Because we can treat this data as coming from a single source, we might write the equation for it as; $$\mathbf{y} = s(\mathbf{t})\cdot a(\mathbf{t})$$
Where $s$ is some unknown function for systematics over time, and $a$ is some unknown function for astrophysics over time. If we take the logarithm of this we get;
$$ \log_{10}(\mathbf{y}) = \log_{10}(s(\mathbf{t})) + \log_{10}(a(\mathbf{t})) $$This is now an additive model!
We don't know functional forms for either $s$ or $a$, and we don't know the functional forms in log space, but as before we can design flexible models to capture the variability.
linear_space_w = np.linalg.solve(A.T.dot(A), A.T.dot(y))
log_space_w = np.linalg.solve(A.T.dot(A), A.T.dot(np.log10(y)))
fig, ax = plt.subplots()
ax.hist(y - A.dot(linear_space_w), np.linspace(-0.003, 0.002, 100), label='Linear Space', color='grey')
ax.hist(y - 10**A.dot(log_space_w), np.linspace(-0.003, 0.002, 100), label='Log Space', color='red', alpha=0.5)
ax.set(xlabel='Time [days]', ylabel='Flux', title='K2-18', xlim=(-0.002, 0.002))
ax.legend();
You can see in this instance this doesn't make a great deal of difference, because our initial assumption is good.
Watch out for a gotcha...¶
This only works because there is one source in the equation.

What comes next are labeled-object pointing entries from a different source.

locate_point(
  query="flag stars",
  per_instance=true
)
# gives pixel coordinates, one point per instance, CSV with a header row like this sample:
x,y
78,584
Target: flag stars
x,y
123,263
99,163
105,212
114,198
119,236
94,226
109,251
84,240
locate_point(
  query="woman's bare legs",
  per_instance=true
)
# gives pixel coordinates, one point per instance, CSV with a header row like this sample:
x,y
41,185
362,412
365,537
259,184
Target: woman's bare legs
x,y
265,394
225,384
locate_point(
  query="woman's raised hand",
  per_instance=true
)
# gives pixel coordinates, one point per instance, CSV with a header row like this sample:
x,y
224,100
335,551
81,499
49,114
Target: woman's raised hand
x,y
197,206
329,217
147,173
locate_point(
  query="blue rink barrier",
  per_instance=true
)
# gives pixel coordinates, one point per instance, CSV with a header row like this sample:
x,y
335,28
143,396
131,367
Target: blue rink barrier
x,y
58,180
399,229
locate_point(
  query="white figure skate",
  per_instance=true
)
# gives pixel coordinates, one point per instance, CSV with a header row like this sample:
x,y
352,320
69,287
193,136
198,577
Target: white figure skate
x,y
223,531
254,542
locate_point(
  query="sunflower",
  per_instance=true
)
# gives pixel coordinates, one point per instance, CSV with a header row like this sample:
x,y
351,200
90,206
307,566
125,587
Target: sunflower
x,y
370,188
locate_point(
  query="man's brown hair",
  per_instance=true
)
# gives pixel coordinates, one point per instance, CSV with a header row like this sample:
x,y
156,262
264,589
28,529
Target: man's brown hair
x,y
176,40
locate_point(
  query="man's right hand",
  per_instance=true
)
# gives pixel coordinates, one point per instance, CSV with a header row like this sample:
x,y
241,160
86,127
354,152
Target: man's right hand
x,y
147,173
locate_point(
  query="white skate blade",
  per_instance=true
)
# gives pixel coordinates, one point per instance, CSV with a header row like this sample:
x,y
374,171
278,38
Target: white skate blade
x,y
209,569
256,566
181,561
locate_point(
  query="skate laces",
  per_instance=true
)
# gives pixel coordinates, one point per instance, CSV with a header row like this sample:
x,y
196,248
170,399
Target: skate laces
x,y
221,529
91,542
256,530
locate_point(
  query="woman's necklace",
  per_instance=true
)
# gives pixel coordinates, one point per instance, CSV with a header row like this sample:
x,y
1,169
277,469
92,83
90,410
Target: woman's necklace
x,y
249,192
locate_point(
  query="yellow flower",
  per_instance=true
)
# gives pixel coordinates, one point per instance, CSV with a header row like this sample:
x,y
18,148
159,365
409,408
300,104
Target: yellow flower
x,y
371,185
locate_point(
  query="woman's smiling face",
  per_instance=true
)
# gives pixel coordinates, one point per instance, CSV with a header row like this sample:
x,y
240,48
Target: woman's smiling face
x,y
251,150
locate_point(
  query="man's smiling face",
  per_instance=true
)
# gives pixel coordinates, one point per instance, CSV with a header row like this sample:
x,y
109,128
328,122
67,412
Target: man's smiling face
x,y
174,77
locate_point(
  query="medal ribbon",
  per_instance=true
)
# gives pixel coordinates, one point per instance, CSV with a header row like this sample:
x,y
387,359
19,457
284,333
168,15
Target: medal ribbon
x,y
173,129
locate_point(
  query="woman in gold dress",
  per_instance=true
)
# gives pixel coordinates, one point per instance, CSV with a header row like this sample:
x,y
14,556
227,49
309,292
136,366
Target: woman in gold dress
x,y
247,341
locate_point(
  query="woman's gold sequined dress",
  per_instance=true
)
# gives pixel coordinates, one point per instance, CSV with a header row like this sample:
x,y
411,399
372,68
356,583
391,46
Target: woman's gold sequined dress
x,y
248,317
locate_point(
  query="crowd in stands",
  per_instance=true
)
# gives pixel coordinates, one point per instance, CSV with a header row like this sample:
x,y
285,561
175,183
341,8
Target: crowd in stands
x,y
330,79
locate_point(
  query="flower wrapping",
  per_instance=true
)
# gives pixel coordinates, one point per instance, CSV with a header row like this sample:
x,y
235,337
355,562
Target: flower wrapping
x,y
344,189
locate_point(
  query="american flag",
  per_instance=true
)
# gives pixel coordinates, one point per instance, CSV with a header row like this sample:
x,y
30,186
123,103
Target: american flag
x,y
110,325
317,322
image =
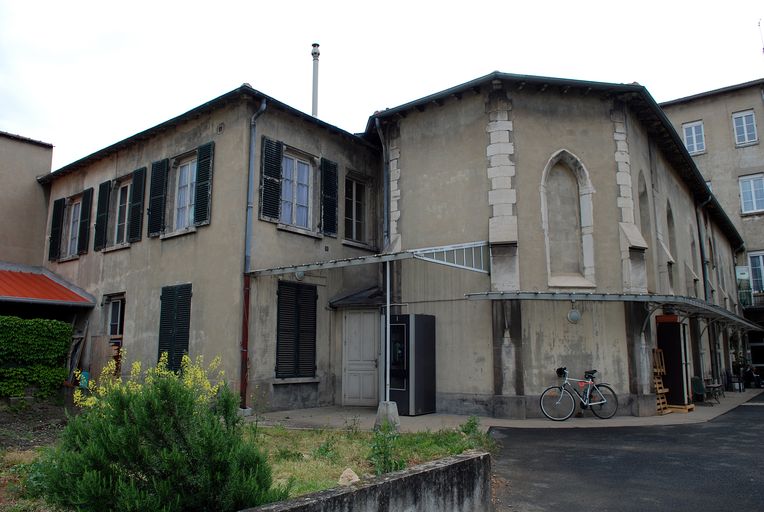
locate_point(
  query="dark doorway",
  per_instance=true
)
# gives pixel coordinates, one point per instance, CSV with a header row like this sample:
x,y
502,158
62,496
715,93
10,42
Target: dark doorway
x,y
671,339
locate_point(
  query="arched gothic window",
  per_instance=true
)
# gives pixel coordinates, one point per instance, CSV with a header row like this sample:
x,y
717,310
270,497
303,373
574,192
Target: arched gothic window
x,y
567,217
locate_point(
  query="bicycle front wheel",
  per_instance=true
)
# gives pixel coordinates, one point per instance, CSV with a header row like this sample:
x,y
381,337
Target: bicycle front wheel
x,y
556,403
603,401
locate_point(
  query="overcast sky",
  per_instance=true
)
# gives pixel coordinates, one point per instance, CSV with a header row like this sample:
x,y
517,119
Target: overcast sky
x,y
82,75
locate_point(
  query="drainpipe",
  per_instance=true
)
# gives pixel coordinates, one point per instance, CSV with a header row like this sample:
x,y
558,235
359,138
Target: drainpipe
x,y
703,268
244,373
385,186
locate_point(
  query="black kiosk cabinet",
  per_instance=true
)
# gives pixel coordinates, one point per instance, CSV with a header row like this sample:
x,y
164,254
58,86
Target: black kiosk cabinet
x,y
412,363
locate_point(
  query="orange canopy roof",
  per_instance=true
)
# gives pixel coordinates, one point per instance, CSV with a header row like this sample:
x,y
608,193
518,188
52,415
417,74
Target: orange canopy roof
x,y
16,286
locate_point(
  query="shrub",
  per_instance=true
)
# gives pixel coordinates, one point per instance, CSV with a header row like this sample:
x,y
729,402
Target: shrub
x,y
166,442
32,354
383,454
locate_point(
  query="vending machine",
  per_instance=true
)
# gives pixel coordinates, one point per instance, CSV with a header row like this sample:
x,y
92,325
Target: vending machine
x,y
412,363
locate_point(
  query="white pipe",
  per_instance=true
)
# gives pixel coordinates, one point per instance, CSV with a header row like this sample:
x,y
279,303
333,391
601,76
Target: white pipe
x,y
387,332
315,53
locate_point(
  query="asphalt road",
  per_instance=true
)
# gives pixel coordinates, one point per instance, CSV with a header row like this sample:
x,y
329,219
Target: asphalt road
x,y
718,465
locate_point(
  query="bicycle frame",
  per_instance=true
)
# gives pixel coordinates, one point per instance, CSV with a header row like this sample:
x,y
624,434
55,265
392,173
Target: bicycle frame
x,y
587,390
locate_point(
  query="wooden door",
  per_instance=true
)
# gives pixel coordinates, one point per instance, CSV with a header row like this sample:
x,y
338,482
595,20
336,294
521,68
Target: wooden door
x,y
360,332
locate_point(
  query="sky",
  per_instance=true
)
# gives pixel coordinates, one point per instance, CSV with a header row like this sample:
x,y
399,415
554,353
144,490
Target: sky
x,y
83,75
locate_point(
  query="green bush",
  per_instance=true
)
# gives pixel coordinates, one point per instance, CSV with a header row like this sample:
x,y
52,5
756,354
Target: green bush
x,y
166,443
384,445
32,355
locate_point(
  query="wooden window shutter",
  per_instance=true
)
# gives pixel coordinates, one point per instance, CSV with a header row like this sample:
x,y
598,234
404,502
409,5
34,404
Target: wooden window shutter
x,y
84,234
102,216
296,330
56,228
270,179
135,212
306,351
328,197
157,195
203,193
174,323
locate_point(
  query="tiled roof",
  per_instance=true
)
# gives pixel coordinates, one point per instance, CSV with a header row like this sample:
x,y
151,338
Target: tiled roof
x,y
18,286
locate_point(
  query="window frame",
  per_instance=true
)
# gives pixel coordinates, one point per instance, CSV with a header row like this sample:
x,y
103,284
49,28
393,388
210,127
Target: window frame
x,y
297,159
296,324
188,162
118,300
742,115
693,125
355,236
757,204
120,208
760,256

If we instead had this:
$$\mathbf{y} = s(\mathbf{t})\cdot a_1(\mathbf{t}) + s(\mathbf{t})\cdot a_2(\mathbf{t}) + s(\mathbf{t})\cdot a_3(\mathbf{t}) ...$$we can no longer take the logarithm to split each part.

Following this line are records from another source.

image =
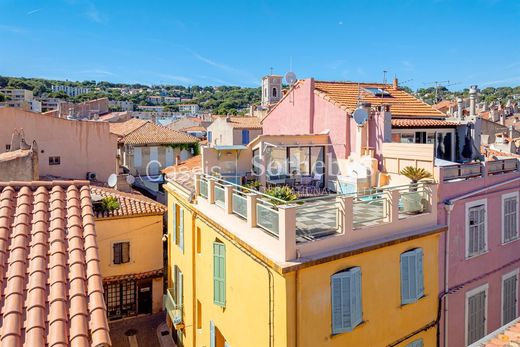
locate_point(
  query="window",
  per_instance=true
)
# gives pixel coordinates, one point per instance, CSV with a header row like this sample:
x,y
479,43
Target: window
x,y
54,160
509,217
346,300
509,297
476,228
121,252
245,137
219,273
416,343
476,312
412,278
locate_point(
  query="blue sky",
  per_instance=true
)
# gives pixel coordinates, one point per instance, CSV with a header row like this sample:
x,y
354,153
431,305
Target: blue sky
x,y
237,42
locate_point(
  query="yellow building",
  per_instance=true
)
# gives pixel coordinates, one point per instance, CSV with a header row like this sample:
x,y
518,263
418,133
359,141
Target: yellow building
x,y
130,252
337,270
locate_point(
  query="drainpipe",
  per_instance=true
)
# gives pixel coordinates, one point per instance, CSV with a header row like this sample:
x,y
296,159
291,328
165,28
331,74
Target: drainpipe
x,y
449,207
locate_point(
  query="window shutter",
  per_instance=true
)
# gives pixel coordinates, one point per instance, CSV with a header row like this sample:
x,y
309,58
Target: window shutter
x,y
219,274
117,253
212,341
355,287
420,274
174,232
125,252
181,229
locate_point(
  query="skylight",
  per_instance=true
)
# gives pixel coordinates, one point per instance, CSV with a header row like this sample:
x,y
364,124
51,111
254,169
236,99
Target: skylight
x,y
377,91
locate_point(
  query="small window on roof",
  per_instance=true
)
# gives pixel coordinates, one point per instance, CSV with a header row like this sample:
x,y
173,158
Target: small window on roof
x,y
377,92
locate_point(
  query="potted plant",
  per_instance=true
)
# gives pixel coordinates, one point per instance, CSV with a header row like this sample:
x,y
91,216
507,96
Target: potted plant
x,y
412,200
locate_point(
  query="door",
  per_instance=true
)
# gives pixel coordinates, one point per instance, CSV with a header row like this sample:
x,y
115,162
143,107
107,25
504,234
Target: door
x,y
144,297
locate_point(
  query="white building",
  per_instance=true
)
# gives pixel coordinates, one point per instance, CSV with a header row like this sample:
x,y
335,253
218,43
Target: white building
x,y
189,108
124,105
71,91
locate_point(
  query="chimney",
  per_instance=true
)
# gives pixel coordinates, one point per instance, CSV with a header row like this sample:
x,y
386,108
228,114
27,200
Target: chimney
x,y
396,83
460,114
472,100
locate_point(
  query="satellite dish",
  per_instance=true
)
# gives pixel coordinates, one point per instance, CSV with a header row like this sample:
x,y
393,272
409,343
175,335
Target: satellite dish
x,y
130,179
290,78
112,180
360,115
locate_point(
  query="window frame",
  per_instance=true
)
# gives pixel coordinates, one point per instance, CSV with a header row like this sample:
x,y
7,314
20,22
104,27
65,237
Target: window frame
x,y
113,244
503,199
504,278
468,206
482,288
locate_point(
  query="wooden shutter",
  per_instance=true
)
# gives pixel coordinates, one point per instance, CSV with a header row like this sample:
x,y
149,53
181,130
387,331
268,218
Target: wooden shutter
x,y
181,229
117,253
346,300
219,273
125,252
476,317
509,303
212,338
174,222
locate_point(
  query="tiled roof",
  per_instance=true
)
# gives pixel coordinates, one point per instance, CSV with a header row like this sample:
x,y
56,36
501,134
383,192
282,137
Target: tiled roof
x,y
401,103
124,128
150,133
136,276
130,204
52,284
421,123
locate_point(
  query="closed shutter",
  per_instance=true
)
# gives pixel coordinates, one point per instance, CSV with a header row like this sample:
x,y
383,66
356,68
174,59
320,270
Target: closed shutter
x,y
346,300
174,222
181,229
509,294
212,338
125,252
416,343
510,219
219,273
476,317
117,253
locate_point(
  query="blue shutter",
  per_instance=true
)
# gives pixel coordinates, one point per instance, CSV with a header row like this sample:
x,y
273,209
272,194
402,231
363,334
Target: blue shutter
x,y
174,241
181,229
355,287
346,300
245,137
416,343
420,275
212,341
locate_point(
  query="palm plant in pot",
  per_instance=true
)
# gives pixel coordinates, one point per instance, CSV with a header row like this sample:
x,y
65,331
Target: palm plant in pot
x,y
412,200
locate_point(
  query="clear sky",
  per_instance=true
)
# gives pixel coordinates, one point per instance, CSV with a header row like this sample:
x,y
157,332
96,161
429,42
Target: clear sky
x,y
236,42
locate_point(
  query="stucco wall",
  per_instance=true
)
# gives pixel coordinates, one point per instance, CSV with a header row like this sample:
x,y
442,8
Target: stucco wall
x,y
495,261
82,146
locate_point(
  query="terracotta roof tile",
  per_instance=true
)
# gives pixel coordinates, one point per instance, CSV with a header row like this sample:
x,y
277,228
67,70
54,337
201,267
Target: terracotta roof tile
x,y
402,104
50,274
421,123
150,133
130,204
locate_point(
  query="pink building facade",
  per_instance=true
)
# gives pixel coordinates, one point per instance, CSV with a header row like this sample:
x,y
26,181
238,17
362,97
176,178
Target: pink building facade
x,y
480,259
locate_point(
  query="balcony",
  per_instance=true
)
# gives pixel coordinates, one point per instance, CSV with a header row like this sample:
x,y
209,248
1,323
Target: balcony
x,y
175,311
307,227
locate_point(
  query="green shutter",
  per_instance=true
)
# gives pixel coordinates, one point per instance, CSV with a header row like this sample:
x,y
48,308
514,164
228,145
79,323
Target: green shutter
x,y
181,229
346,300
219,274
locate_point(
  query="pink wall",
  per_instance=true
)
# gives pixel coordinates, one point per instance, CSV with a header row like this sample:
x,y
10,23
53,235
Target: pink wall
x,y
83,146
496,260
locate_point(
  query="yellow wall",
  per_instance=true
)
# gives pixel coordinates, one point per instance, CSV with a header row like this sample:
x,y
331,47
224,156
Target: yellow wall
x,y
304,293
145,236
385,320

Adding noise to the model¶
Noise is important in our applications. Sometimes I have measurements of stellar flux from different telescopes, or different times and I know they have different noise properties. Sometimes I have spectra that are noisier at particular wavelengths. It's important to be able to fold that information into our model. Let's start down this path.
Let's make our dataset again, but this time, let's add some noisier data. This might happen because of some measurement error.
n = 20 # the number of data points
m = 4 # the order of our polynomial
x = np.linspace(-1, 1, n)
A = np.vstack([x**idx for idx in range(m)]).T
# In this step, I'm going to make some fake data for us to fit
true_w = np.random.normal(size=m)
data = A.dot(true_w) + np.random.normal(0, 0.1, size=x.shape[0])
error = np.ones(x.shape[0]) * 0.1
bad_idx = np.random.choice(np.arange(n), 1)
data[bad_idx] += np.random.normal(0, 5, size=1)
error[bad_idx] += 5
fig, ax = plt.subplots()
plt.errorbar(x, data, error, c='k', ls='')
ax.set(xlabel='x', ylabel='data', title='Fake Data');
Note: In this scenario, you know the noise for each data point. And you know the errors on those outlier datapoints. We'll touch on this again soon.
If we use OLS regression, which doesn't take into account these measurement errors, we're now going to get the wrong answer.
fig, ax = plt.subplots()
ax.errorbar(x, data, error, ls='', c='k', label='measured data')
ax.set(xlabel='x', ylabel='data')
best_fitting_w = np.linalg.solve(A.T.dot(A), A.T.dot(data))
# Best fitting weights:
plt.plot(x, A.dot(best_fitting_w), color='C2', label='Best Fitting Model', lw=2, zorder=-1)
plt.legend();
In the above example, we have a dataset with lots of well estimated datapoints (small errors) and one large outlier with a huge uncertainty. That one outlier (which we know to have a larger uncertainty) is pulling our solution to one side, because all the points have equal weights.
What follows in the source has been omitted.